This is the work that I've done.
The transformation between polar and rectangular coordinates can be expressed as: $x = r \cos \theta$, $y = r \sin \theta$.
Hence, $\frac{\partial x}{\partial r} = \cos \theta$.
Furthermore, we can write $r = \sqrt{x^2 + y^2}$ as part of the reverse transformation. Taking the partial derivative of this with respect to $x$, we have $\frac{\partial r}{\partial x} = \frac{x}{\sqrt{x^2 + y^2}} = \frac{x}{r} = \frac{r \cos \theta}{r} = \cos \theta$.

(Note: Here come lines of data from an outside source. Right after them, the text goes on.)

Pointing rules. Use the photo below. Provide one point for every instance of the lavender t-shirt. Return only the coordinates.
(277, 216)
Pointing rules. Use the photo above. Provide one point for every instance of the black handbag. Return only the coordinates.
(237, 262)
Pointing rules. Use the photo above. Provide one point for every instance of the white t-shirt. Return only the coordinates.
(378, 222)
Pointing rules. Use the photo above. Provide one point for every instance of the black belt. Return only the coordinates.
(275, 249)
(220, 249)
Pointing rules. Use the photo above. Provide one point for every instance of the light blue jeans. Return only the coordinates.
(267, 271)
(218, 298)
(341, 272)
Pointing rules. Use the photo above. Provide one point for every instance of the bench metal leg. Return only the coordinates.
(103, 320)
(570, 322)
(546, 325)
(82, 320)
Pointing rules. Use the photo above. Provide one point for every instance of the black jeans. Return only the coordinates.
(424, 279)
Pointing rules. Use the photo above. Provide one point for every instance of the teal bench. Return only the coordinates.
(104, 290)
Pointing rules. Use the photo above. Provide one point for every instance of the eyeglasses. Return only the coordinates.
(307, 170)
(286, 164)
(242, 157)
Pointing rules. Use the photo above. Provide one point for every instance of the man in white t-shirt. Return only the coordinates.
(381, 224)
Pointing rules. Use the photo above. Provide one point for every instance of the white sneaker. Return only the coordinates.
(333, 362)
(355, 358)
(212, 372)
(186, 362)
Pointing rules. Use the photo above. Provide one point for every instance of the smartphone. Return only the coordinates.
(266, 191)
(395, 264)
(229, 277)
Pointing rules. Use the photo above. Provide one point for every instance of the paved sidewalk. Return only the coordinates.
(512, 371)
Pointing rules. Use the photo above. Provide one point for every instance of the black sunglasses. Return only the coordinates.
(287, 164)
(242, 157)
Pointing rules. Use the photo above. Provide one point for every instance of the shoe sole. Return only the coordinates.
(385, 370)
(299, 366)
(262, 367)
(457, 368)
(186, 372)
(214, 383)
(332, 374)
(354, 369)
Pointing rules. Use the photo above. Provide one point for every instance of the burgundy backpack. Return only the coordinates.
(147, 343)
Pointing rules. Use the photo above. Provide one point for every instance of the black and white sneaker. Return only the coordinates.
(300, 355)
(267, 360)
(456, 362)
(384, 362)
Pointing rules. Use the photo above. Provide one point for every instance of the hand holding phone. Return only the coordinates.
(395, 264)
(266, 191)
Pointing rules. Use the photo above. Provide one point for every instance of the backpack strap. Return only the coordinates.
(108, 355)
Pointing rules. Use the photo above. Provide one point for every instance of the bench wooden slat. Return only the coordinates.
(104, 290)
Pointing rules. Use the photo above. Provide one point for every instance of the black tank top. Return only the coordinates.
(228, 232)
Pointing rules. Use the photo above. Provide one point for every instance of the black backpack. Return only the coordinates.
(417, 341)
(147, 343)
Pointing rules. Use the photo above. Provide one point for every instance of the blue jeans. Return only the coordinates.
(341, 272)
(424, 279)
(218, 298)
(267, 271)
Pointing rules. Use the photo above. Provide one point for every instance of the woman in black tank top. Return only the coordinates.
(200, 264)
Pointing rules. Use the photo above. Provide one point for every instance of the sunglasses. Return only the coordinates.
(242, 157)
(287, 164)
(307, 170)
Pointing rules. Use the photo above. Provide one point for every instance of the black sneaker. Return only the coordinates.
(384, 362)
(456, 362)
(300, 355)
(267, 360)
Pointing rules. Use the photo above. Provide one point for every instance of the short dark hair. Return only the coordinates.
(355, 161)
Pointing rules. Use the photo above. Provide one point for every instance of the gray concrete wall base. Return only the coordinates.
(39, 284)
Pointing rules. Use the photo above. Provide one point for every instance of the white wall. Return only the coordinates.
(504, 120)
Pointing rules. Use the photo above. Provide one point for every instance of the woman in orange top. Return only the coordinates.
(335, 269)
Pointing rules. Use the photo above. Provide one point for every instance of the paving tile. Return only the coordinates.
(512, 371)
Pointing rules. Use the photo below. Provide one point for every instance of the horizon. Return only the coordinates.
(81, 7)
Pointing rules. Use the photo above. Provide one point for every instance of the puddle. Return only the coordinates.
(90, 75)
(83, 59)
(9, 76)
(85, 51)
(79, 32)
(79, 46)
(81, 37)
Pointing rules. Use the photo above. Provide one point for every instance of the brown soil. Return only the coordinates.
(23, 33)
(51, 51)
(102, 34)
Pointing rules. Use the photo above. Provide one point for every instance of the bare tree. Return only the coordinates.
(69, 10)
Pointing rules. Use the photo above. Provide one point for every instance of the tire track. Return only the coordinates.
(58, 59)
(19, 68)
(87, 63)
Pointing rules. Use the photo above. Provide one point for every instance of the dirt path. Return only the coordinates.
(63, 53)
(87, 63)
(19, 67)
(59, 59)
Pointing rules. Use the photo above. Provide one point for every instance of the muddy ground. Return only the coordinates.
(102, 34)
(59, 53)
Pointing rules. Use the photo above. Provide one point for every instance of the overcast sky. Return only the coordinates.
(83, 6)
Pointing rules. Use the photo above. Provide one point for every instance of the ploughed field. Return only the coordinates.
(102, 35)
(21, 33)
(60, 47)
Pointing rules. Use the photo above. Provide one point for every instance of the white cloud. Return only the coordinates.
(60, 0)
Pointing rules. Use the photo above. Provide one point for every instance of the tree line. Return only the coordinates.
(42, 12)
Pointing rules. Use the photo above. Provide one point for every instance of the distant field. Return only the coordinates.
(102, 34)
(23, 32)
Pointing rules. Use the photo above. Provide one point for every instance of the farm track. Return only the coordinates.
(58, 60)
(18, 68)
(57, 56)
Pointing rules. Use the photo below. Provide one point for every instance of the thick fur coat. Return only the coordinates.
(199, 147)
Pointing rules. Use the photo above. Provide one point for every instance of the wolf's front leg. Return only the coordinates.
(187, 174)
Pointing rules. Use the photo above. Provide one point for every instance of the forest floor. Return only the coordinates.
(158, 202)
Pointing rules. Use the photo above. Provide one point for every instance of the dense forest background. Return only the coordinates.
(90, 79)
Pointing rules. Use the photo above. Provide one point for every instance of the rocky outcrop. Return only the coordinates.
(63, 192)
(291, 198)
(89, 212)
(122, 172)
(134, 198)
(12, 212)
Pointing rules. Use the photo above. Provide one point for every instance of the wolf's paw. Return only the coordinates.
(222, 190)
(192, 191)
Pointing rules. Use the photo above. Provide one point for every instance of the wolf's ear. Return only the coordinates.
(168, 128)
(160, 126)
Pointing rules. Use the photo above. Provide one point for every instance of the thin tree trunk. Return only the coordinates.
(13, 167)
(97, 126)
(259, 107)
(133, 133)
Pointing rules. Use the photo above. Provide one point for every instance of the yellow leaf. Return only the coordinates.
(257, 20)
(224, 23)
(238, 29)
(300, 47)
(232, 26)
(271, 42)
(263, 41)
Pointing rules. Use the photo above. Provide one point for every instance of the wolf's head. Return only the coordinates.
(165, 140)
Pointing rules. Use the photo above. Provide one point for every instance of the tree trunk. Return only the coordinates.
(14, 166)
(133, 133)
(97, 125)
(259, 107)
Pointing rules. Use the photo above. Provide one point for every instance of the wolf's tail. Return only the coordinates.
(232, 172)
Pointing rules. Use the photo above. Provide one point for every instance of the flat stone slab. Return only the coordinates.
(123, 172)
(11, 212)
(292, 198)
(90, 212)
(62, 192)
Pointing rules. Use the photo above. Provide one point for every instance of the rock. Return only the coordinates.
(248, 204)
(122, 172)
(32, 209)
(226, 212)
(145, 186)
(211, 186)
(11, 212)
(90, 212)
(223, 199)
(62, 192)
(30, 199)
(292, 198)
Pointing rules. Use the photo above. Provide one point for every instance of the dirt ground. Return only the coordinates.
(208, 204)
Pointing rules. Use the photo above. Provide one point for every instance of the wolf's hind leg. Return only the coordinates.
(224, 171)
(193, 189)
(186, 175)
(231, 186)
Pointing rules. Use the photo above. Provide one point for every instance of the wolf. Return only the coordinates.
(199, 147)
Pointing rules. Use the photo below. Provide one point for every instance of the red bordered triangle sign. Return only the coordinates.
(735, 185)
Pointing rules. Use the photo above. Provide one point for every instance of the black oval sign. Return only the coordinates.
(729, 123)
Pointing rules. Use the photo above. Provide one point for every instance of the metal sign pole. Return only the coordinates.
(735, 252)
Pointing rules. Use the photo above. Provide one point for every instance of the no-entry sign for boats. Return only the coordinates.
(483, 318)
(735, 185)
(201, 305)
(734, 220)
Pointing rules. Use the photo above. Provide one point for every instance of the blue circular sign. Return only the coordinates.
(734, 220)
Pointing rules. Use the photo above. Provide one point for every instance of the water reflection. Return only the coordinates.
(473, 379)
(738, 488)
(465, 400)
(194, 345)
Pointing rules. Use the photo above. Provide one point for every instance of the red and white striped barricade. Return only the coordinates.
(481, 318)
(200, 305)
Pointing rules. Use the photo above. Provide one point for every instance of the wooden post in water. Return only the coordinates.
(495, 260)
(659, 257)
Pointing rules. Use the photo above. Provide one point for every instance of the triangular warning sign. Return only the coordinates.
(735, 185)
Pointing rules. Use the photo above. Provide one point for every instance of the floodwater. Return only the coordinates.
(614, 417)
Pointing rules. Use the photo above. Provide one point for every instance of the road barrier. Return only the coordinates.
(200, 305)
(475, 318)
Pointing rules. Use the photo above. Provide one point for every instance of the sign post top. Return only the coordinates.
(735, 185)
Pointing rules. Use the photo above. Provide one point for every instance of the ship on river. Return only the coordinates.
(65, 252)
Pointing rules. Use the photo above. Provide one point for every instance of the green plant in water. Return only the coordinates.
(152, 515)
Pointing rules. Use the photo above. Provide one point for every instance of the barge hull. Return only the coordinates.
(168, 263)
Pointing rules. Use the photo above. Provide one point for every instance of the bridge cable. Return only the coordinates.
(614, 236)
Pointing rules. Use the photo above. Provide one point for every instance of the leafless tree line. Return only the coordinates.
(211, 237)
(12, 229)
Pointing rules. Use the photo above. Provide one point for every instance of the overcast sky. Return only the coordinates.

Have I made some mistake or is it correct that both of these partial derivatives are equal to $\cos \theta$? How can one interpret this fact?
Thank you for any insight!
Unfortunately, in the derivation of $\frac{\partial r}{\partial x},$ it does not make sense to substitute $x = r \cos \theta$ because you are viewing $r$ and $x$ as functions of $x$ and $y.$ In fact, it is actually true that for fixed $\theta,$ we have that$$\frac{\partial x}{\partial r} = \frac{1}{\frac{\partial r}{\partial x}}.$$
Proof. Using implicit differentiation on $x = r \cos \theta,$ we have that $$1 = \frac{\partial}{\partial x} x = \frac{\partial}{\partial x} r \cos \theta = \cos \theta \frac{\partial}{\partial x} r = \cos \theta\frac{\partial r}{\partial x}.$$ Crucially, we are viewing $x$ and $r = r(x, y)$ as functions of $x$ and $y$ with $\theta$ constant. QED.